A: As said before, the number of uniqe IVs is 32^6, which is the same as 2^30.
Natures, gender, and other things are determined by its personality number, a 32-bit number = 2^32
Total: (2^32) * (2^30) = 2^62 = 4,611,686,018,427,387,904
However, we want to know not just what the probability that 2 pokemon are the same, but ANY two pokemon in all your boxes. This is the same sort of problem as above, with mirage island, and this uses the same formula. Let's say we have all of our boxes filled with the same Pokemon. If I remember right, that's 420. 426 counting your party.
1 - ((2^62) P 426 / ((2^62)^426) = .0000000000019629% Which is almost 1 in 51 trillion.
in fact, you'd need to have a 100 million Pokemon before you had a even a tenth of a percent chance of two being the same.
---------------------------------
Q: What is the Probability of getting a shiny?
A: 8/65536 ways to get a shiny
Q: What is the probability of getting Pokerus?
A: 3/65536 ways to get Pokerus.
Q: But I got Pokerus before getting a shiny! How is that possible?
A: just because something is more probable, doesn't mean it will happen first.

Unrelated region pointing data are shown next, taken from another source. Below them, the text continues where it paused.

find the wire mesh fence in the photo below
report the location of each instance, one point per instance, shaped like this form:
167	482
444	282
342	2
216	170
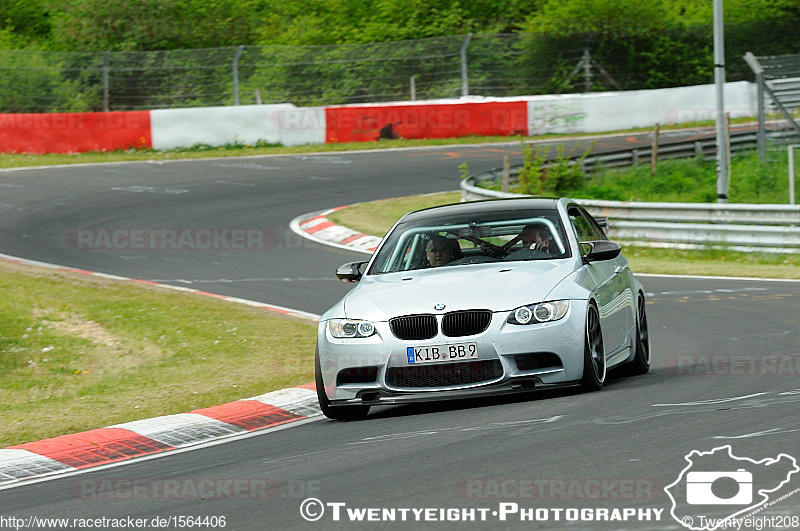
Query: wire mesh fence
438	67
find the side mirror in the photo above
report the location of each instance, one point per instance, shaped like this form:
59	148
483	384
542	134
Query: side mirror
599	250
350	272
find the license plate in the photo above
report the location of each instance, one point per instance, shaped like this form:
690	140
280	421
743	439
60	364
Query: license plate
441	353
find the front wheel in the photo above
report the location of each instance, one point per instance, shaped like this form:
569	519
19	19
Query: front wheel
335	412
594	359
641	358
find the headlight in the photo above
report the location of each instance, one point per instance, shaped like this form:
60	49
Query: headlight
343	328
539	313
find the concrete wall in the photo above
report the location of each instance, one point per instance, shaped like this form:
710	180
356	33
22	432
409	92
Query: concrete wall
291	126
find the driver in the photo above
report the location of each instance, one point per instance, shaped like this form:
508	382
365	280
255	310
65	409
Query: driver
439	251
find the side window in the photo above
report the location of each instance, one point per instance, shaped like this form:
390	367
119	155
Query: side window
584	229
597	229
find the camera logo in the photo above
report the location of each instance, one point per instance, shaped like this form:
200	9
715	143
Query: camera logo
736	487
711	488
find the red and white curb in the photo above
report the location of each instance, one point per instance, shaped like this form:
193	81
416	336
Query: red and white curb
317	227
121	442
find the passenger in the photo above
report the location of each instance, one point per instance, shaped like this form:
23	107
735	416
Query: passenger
537	238
439	251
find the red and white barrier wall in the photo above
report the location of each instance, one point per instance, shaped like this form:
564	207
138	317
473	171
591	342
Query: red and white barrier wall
291	126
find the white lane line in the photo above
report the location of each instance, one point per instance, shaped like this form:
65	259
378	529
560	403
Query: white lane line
712	401
773	431
222	440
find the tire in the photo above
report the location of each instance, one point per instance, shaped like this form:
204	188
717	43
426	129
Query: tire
335	412
641	358
594	361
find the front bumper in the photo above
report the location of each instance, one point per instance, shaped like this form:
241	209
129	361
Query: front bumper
561	341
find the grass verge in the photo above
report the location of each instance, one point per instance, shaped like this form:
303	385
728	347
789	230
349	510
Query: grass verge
377	217
79	352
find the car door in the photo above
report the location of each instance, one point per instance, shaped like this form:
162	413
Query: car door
609	287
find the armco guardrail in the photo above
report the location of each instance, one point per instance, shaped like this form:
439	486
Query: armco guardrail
770	228
706	148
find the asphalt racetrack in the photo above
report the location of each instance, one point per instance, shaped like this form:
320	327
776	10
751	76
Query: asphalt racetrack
725	370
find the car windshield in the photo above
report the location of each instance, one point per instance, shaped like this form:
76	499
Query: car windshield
473	239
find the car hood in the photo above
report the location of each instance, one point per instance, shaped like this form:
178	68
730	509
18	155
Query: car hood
497	287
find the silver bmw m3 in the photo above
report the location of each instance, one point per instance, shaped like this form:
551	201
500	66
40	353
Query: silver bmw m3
481	298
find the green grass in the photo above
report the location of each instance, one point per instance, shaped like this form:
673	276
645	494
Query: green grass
377	217
79	352
693	181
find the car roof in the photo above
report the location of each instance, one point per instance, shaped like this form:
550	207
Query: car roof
489	205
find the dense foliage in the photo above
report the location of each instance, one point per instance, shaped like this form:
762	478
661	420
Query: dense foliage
320	51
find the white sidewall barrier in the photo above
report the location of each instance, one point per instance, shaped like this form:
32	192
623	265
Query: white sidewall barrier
608	111
301	125
245	124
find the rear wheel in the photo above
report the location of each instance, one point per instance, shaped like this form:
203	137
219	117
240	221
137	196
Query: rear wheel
641	358
335	412
594	360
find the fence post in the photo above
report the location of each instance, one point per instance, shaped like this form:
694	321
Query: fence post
758	70
105	82
654	150
506	174
464	84
791	172
236	74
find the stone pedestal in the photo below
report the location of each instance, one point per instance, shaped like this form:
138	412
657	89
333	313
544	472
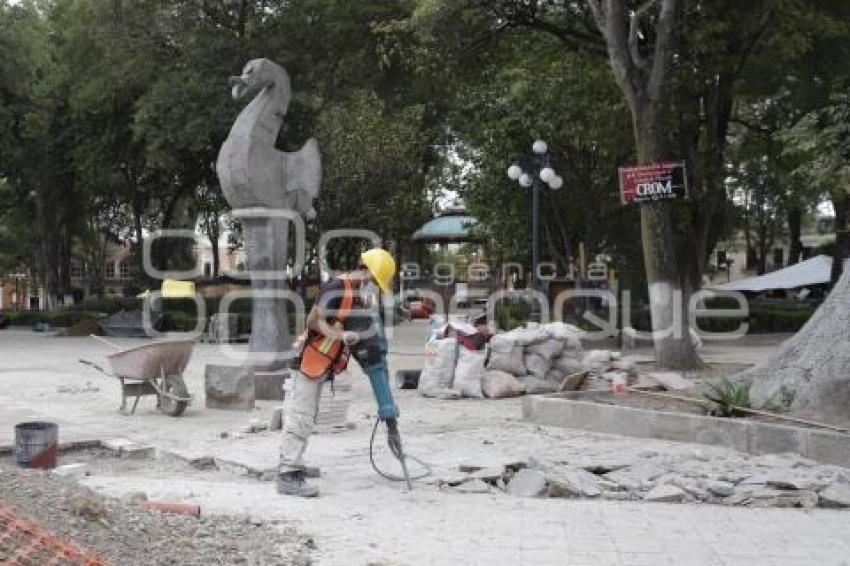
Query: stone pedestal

For example, rolling a number bigger than 1 is more probable than rolling a 1. But that doesn't mean you can't roll a 1 your first turn: you still have a 1/6 chance.
3 ways to get pokerus, 8+3=11 ways to get shiny or pokerus.
3/11 = 27.27% probability of getting Pokerus before a shiny.
---------------------------------------
Q: Two parents have a 31 in one gene. What is the probability the child will have it also?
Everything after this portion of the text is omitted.